# Complete makeover for my 30 gallon long



## spit.fire (Jan 3, 2011)

so i woke up this morning and went to turn the lights on in my tanks, everything looked fine untill i got to my cichlid tank...

temperature spiked and over half my fish are dead (so i have 4 cichlids left and a one pleco and 1 of my 2 clown loaches made it)

all my leftover fish all seem to be my fish that are pretty well tempered and didnt bother any of the other fish so im going to be putting them in my 90 gallon once i can get them used to the temperature difference

now the plan for the 30 gallon is to set it up for my angel fish *and i was wondering what is the best substrate to used for angels, i plan to have 1 pleco, and a few cories or clown loaches in with them. Im also planning on having it planted
*
i plan to use a fluval u3 combined with a fluval 105 for filtration
no co2
and a coralife dual t5?ho


----------



## gimlid (Apr 23, 2010)

if you are going to keep clown loaches, first make sure you have a group of at least 4 or 5 (they are happiest in a school and depressed in small numbers). 
They are gravel movers also so use a fine substrate and no silica sand as it will harm their mouth parts.
I used pool sand and also fine gravel with my clowns. the gravel seemed to frustrate them.


----------



## charles (Apr 21, 2010)

a 33g long is not the ideal tank for angel fish.

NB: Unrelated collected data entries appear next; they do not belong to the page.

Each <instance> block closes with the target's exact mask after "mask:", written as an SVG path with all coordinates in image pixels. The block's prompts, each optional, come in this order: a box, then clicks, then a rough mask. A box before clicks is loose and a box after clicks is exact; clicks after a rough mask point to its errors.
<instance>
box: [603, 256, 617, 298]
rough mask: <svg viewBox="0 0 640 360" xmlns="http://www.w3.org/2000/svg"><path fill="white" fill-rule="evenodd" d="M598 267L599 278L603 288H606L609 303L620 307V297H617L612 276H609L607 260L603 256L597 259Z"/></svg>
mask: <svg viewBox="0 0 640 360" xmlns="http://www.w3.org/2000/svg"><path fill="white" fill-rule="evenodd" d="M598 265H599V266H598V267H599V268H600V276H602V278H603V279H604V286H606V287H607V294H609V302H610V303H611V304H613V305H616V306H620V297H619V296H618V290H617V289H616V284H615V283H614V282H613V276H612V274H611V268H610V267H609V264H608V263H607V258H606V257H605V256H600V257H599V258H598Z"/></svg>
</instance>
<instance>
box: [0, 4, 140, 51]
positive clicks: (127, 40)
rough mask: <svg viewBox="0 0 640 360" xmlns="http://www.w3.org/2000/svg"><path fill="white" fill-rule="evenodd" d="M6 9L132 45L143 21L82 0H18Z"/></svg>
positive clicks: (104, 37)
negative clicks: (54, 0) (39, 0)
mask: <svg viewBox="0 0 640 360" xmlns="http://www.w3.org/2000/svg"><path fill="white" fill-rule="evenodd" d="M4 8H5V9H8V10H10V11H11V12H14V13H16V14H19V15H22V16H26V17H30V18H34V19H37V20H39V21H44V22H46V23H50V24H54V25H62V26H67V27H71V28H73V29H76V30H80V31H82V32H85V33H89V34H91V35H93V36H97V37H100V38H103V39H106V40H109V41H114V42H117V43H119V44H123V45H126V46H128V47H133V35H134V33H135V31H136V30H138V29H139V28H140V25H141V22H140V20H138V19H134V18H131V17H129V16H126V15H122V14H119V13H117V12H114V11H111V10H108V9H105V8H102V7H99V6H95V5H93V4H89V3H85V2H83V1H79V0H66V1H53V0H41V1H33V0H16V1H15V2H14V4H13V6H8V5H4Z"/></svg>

This tank is short and angel fish is best to keep in a taller tank. Just my 2 cents.


----------



## spit.fire (Jan 3, 2011)

charles said:


> a 33g long is not the ideal tank for angel fish. This tank is short and angel fish is best to keep in a taller tank. Just my 2 cents.


its a 30gallon, same dimensions as the 29 except half an inch shorter and a few inches longer


----------



## charles (Apr 21, 2010)

sorry. I must have mis-read. I thought the title said 33g long which = 12"H.


----------